Though he knows the most intimate details of snake anatomy and behavior, the 47-year-old Roberts says some mysteries remain.

"What mechanism occurs that causes a female to be receptive or not receptive?" he wondered out loud as a thick damsel charged across the bottom of a den, at least six males creeping up her back.

Why do some males also give off pheromones that attract other males?
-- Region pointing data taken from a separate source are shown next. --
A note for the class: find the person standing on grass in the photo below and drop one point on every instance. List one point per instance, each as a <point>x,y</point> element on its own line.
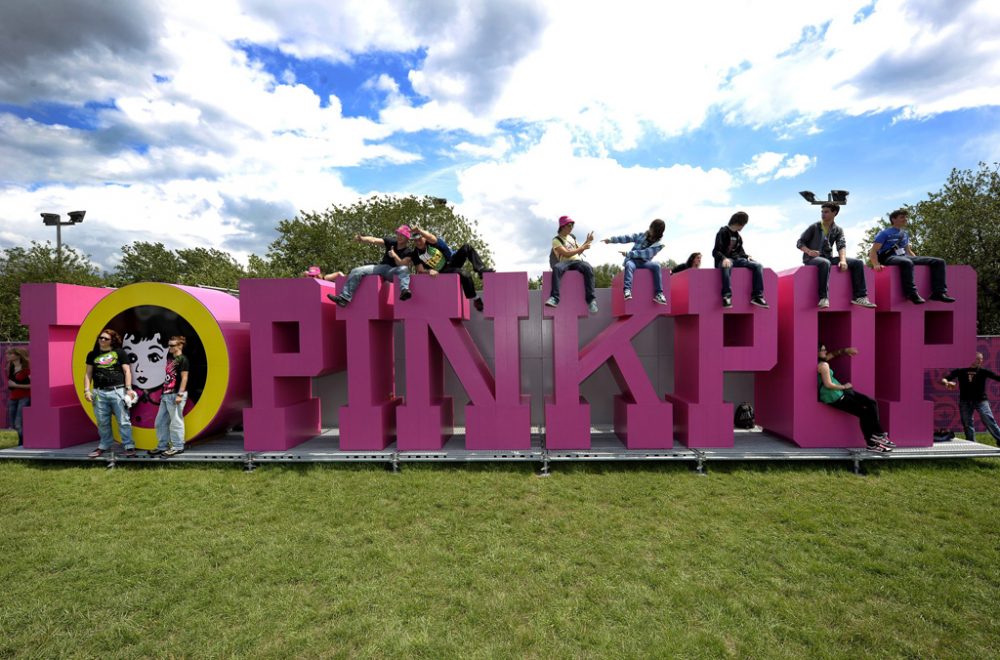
<point>433,255</point>
<point>109,372</point>
<point>170,417</point>
<point>817,243</point>
<point>891,247</point>
<point>19,383</point>
<point>646,245</point>
<point>843,396</point>
<point>395,262</point>
<point>567,255</point>
<point>729,253</point>
<point>971,384</point>
<point>693,261</point>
Perhaps to confuse rival suitors, Roberts suggested.

The spring migration occurs in a region of limestone quarries where mining was prohibited in 1982 and four of the snake dens were declared part of a larger wildlife management area.

Inwood, the nearest town, has a stone statue of two red-sided garters in its center, and a sign depicting the species marks the entrance to the parking area on Highway 17.

Culverts have been dug beneath the road for the snakes to avoid crossing the pavement.

"Years ago," Herron recalled, "you'd come down here and that highway'd be slippery with snakes."

Entry is free and guides, mostly college students studying park and wildlife management, explain the snakes to visitors and help children catch and hold them.

At one den, 5-year-old Leanna Rempel gestured with a snake in her hands at 6-year-old sister Cassidy, who recoiled at first but then had the reptile sliding along her arm.

"It's a great opportunity to pass on information about these snakes and their stewardship," Roberts said. "We try to teach a little more tolerance of the fact these creatures live around us."